Musubizm (むすびズム, Musubizumu) was a Japanese girl group of made up of fashion models that formed in 2014. They were managed by Asobisystem having debuted in July 2016 and disbanded in December 2017.

== About ==
Musubizum was formed on December 19, 2014, with a six member line-up made up of Misa Kimura, Uni Wada, Eru Shiina, Nami Yamada, Mai Imai, and Rurika Miyajima. The members were chosen from candidates of Asobisystem Idol Project. Uni Wada left the group on April 30, 2015.

They released their debut single, "Mae wo Muke", on July 5, 2016. Their second single, "Mahō no Kagi wo Te ni Iretara", was released on November 15. They held their first concert at WWW in Shibuya on December 19.
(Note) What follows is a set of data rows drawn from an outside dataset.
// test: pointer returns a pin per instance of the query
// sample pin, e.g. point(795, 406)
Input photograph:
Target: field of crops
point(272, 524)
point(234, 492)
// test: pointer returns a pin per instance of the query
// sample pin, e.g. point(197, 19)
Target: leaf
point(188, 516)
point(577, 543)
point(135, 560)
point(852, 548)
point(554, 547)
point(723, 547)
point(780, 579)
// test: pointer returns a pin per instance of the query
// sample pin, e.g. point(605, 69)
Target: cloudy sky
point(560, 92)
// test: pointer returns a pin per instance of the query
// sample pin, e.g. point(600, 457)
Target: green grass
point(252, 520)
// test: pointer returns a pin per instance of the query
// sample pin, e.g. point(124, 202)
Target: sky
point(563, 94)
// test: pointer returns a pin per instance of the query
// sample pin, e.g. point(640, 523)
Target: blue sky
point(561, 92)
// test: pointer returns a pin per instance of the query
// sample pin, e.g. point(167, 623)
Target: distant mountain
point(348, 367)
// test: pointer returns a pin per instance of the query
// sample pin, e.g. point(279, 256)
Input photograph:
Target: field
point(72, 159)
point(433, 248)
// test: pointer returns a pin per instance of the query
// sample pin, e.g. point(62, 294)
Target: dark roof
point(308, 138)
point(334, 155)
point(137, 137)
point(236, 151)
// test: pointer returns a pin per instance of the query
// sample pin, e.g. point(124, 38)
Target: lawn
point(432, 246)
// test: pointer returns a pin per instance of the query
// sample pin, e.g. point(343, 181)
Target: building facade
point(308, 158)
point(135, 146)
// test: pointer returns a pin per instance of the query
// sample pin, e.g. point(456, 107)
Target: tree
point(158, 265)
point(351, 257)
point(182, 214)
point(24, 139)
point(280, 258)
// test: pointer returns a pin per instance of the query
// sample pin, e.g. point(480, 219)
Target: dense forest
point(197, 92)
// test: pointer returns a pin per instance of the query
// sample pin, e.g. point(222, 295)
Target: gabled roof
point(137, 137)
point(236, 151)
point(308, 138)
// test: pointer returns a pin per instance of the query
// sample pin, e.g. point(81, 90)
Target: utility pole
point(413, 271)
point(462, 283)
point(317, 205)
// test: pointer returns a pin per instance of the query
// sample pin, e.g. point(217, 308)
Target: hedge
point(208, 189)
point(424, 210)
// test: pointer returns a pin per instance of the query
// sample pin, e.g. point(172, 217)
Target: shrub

They held their second concert at Harajuku Astro Hall on March 31, 2017, and their third concert at the same venue on May 31. On June 27, they released their third single, "Kimi ni Mu Chu XX". Their fourth concert was held at Harajuku Astro Hall on July 31. They released their fourth single, "Koi no Senshi", on November 21. Musubizm disbanded on December 10, 2017, after their final concert at Selene B2 in Minato.

== Members ==
- Final line-up
- Misa Kimura (木村ミサ)
- Eru Shiina (椎名エル)
- Nami Yamada (山田なみ)
- Mai Imai (今井マイ)
- Rurika Miyajima (宮島るりか)

- Past members
- Uni Wada (和田うに)

==Discography==
===Singles===

Title: Year; Peak chart positions; Album
Oricon: Billboard
"Mae wo Muke" (マエヲムケ!): 2016; 20; 94; Non-album singles
"Mahō no Kagi wo Te ni Iretara" (まほうのカギを手に入れたら): 17; 56
"Kimi ni Mu Chu XX" (キミに夢CHU♡XX): 2017; 15; 54
"Koi no Senshi" (恋の戦士): 16; 52
"—" denotes releases that did not chart or were not released in that region.